Marking his death anniversary, different programmes including a three-day fair from October 16 to 18, cultural function, conference of bauls, discussion and presentation of Lalon songs will be held on the bank of the river Kaliganga at Chheuriya here, where Lalon’s shrine is located.

Lalon Academy President and Kustia Deputy Commissioner (DC) M Jahir Raihan told BSS that like previous years local administration has taken tight security measures to avert any untoward incident on the occasion.

He said huge number of Lalon followers from home and abroad, visitors and researchers are expected to attend in hordes here on the occasion.

“Apart from the regular forces, adequate members of anti-crime elite force Rapid Action Battalion (RAB), plain-clothed police personnel, Border Guard Bangladesh (BGB) and tourist police will remain vigil there”, the DC added.

Researcher Dr Abul Ahsan Chowdhurty said Lalon, also known as Lalon Sain, Lalon Shah, Lalon Fakir or Mahatma Lalon, was a prominent Bengali philosopher, baul saint, mystic, songwriter, social reformer and thinker.

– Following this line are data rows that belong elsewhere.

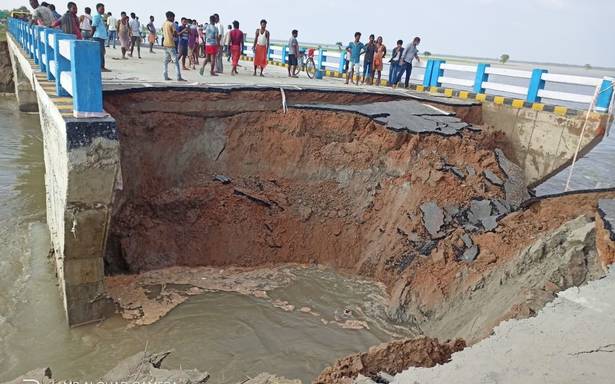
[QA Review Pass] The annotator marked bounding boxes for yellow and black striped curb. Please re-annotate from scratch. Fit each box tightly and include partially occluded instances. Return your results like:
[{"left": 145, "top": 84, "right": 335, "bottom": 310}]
[
  {"left": 410, "top": 84, "right": 578, "bottom": 116},
  {"left": 240, "top": 55, "right": 585, "bottom": 117},
  {"left": 13, "top": 38, "right": 74, "bottom": 117}
]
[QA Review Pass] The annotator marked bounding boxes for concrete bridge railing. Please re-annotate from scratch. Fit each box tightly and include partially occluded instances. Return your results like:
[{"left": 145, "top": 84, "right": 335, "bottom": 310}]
[
  {"left": 242, "top": 40, "right": 613, "bottom": 113},
  {"left": 8, "top": 18, "right": 105, "bottom": 118}
]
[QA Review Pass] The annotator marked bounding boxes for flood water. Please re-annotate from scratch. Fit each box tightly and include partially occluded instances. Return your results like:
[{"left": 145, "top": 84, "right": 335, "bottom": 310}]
[{"left": 0, "top": 96, "right": 414, "bottom": 382}]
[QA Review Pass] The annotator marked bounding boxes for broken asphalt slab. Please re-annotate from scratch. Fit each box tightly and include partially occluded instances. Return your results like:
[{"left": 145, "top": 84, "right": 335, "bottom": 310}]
[
  {"left": 495, "top": 149, "right": 531, "bottom": 209},
  {"left": 290, "top": 100, "right": 470, "bottom": 136},
  {"left": 598, "top": 199, "right": 615, "bottom": 241},
  {"left": 420, "top": 202, "right": 446, "bottom": 238},
  {"left": 484, "top": 169, "right": 504, "bottom": 186}
]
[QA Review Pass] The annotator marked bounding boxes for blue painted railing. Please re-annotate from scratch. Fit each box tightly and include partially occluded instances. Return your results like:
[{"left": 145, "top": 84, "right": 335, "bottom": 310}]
[
  {"left": 243, "top": 40, "right": 613, "bottom": 112},
  {"left": 7, "top": 18, "right": 105, "bottom": 118}
]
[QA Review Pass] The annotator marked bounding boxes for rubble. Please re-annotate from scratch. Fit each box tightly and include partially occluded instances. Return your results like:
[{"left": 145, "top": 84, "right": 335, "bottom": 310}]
[
  {"left": 495, "top": 149, "right": 530, "bottom": 209},
  {"left": 102, "top": 351, "right": 210, "bottom": 383},
  {"left": 2, "top": 352, "right": 210, "bottom": 384},
  {"left": 214, "top": 175, "right": 232, "bottom": 184},
  {"left": 461, "top": 245, "right": 479, "bottom": 262},
  {"left": 598, "top": 199, "right": 615, "bottom": 239},
  {"left": 237, "top": 373, "right": 301, "bottom": 384},
  {"left": 420, "top": 202, "right": 445, "bottom": 239},
  {"left": 314, "top": 337, "right": 465, "bottom": 384},
  {"left": 483, "top": 170, "right": 503, "bottom": 186},
  {"left": 596, "top": 199, "right": 615, "bottom": 270}
]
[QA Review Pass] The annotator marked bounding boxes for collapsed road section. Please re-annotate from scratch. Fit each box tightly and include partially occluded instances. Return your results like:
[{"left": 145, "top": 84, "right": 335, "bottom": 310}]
[{"left": 102, "top": 88, "right": 613, "bottom": 340}]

He was away from religion, cast and racial discrimination and positioned the humanity in the highest position, he mentioned, adding, Lalon was a humanist, wrote songs being encouraged from this perception of secularism.

Considered an icon of Bengali culture, Lalon inspired and influenced many poets, social and religious thinkers including world poet Rabindranath Tagore, Kazi Nazrul Islam and American poet Allen Ginsberg.

Lalon died at Chheuriya in 1890 at the age of 116 years. He was buried at the middle of his dwelling place known as his Akhra.

Fakir Lalon Shah was born in 1774 at Horishpur, Horinakundo, Jhenaidah. No details are found about the life of Lalon even he did not say anything about himself through writings but addressed himself as Lalon Fakir in some of his songs.

Experts say Lalon left no written copies of his songs, which were transmitted orally and only later transcribed by his followers. He composed about two thousand songs. However, many rural bauls claim that the number would be over 10,000, reports BSS.